# back foot pain??



## LTshredTN (Apr 14, 2009)

over the past 3 yrs ive had back foot pain for the first 3-4 runs when im boarding, ive had 3 pairs of boots over then too and its always the same, what would cause this? should i try some insoles or anything...or maybe its just my foot and the nerves, but its done it since ive started boarding it seems, its just weird it dont do it bad once i get a few runs going, but then sometimes it will comeback before then end of the day ridhing...who knows!


----------



## nicholcj (Jan 6, 2011)

I would say give the insoles a chance. I don't know if they make ones exclusively for snowboards (probably do) but I have had good experiences with Dr. Scholls in non-snowboard scenarios. In any case it would be the cheapest attempt at a fix you could make.


----------



## Psi-Man (Aug 31, 2009)

Is the pain in your arches?


----------



## Leo (Nov 24, 2009)

What do you mean by "back foot" pain? Your back foot as opposed to your leading foot? Pain in the ball of your heels?

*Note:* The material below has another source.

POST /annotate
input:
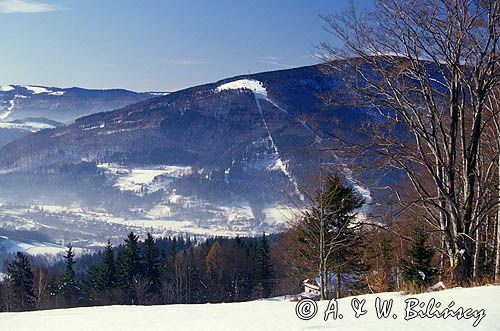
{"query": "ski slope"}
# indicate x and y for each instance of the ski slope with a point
(263, 315)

A lot of pain in the feet can be resolved with insoles if all else with the boots are good.

Other types of pains could be resolved with something as simple as changing your stance angles and width. Bindings also contribute to foot pain (this is the major reason why I stuck with Flows for a loooong time).

Then there is also lacing issues. I don't like speed laces/single BOA for this reason. I need certain areas looser than others.


----------



## LTshredTN (Apr 14, 2009)

Leo said:


> What do you mean by "back foot" pain? Your back foot as opposed to your leading foot? Pain in the ball of your heels?
> 
> A lot of pain in the feet can be resolved with insoles if all else with the boots are good.
> 
> ...


yes my back foot as opposed to my leading foot, it just seems like the whole bottom of my foots i guess u would say, my boots are standard lace boots, ive went back and forth within maybe 2" in stance width before and it didnt seem to change, i guess maybe ill try snow insoles and see


----------



## Leo (Nov 24, 2009)

Have you tried changing the angle on the back foot? Width normally affects your knees more than anything. Angles can affect your knees too, but they also affect the comfort of your feet.

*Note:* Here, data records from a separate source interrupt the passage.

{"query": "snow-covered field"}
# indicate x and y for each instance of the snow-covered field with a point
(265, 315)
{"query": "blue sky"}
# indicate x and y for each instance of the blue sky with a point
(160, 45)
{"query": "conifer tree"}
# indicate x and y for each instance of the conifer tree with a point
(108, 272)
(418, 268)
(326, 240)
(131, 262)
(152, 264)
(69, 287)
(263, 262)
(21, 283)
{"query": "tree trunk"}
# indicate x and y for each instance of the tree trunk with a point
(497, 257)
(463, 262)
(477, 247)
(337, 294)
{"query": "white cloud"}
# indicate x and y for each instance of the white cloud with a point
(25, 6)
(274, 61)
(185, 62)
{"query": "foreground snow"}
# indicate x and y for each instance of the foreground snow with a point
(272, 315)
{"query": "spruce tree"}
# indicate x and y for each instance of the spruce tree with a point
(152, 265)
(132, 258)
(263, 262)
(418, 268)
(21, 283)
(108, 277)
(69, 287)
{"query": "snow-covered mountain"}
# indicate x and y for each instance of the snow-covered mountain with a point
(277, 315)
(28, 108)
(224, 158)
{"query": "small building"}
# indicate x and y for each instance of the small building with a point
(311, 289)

But definitely check out insoles too.


----------



## mikeybrrr (Dec 13, 2010)

i also recommend trying to change the angle of your back foot. i usually ride with my back foot at -1, but i changed the angle to -15 to see if it would help in learning to ride switch. at -15, i felt a pain in the arch and along the bottom of my foot almost immediately after i started riding. i switched it back to -1 after a few runs and the pain vanished.

just cuz it's comfortable for some people doesn't mean it's comfortable for everyone, i suppose.


----------